Continued looking at the AI for medicine course from coursera. Currently in the first week. When getting to the weighting of underrepresented classes I had a look at an astronomical dataset with exactly this problem.
First spent some time attempting to get the visual debugger in jupyter lab
working. I have seen it beeing installed by default, but never found out how it
worked. It turnes out you need to install xeus-python.
Installing the binary worked, but I did not get how to get one of the conda
environments listed in Jupyterlab. There did however exist a "xpython" option
in the list, pointing to an anaconda installation. I could play around with
this. Also, the mamba package manager
is a faster drop-in replacement for conda.
More importantly, I continued working on mapping out the zero-point variations accross the CCD. Creating a custom "collate_fn" function, I can now process multiple mosaics at once. Running the code with 10 mosaics was for some reason much faster than expected. By now the CCD pattern is different for different images.
Continued working on predicting the zero-points. While one should predict this on the position of the galaxies, I tested predicting a 50x50 grid and then averaged over all positions to get an image level prediction. This could then easily be compared with a classical algorithm. Plotting the histogram of image zero-point, I find that
where the neural network prediction tends to center around the median. That seems to be a problem with using a L1 loss. Tomorrow I will attempt using a mixture density network.
Setting up some broken environment again and testing converting the output to a mixture density network. By now it at least trains. Later I will try to optimize this further.
Read through deblending paper before tomorrows journal club.
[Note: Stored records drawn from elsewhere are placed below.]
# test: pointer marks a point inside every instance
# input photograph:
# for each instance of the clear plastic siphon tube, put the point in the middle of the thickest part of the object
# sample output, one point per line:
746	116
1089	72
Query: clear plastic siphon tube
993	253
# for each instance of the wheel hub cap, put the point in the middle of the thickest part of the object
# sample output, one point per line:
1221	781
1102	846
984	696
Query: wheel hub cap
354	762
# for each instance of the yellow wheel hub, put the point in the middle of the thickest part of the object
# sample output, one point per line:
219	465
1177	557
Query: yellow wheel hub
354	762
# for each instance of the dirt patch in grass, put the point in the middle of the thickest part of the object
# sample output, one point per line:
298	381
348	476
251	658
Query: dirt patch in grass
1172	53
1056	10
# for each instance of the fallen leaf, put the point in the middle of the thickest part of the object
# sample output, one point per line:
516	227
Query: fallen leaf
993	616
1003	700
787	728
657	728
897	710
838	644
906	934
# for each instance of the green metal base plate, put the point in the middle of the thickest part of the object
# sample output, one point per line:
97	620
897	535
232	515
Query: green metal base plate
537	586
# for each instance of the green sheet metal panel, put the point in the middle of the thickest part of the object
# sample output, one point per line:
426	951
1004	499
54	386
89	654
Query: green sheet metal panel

Deblending paper
Watch the GTC 2021 keynote.
Finished week 1 of AI for medical diagnosis on coursera.
And then week 2. It is quite simple.
Kind of finished week 3 and the first course. Because of some technical issue coursera does not let me submit the coursework right now. A bit annoying.
Worked through week 1 and 2 of the second course.
Trained the MDN network for zero-points. While training I ended up going through some blog posts about MLOps.
Watched on of the GTC talks.
Worked on the zero-point prediction with MDN. By now it gives a reasonable distribution. Comparing the predictions directly, there is a lot of scatter, but it is uncertain what level is expected from the errors.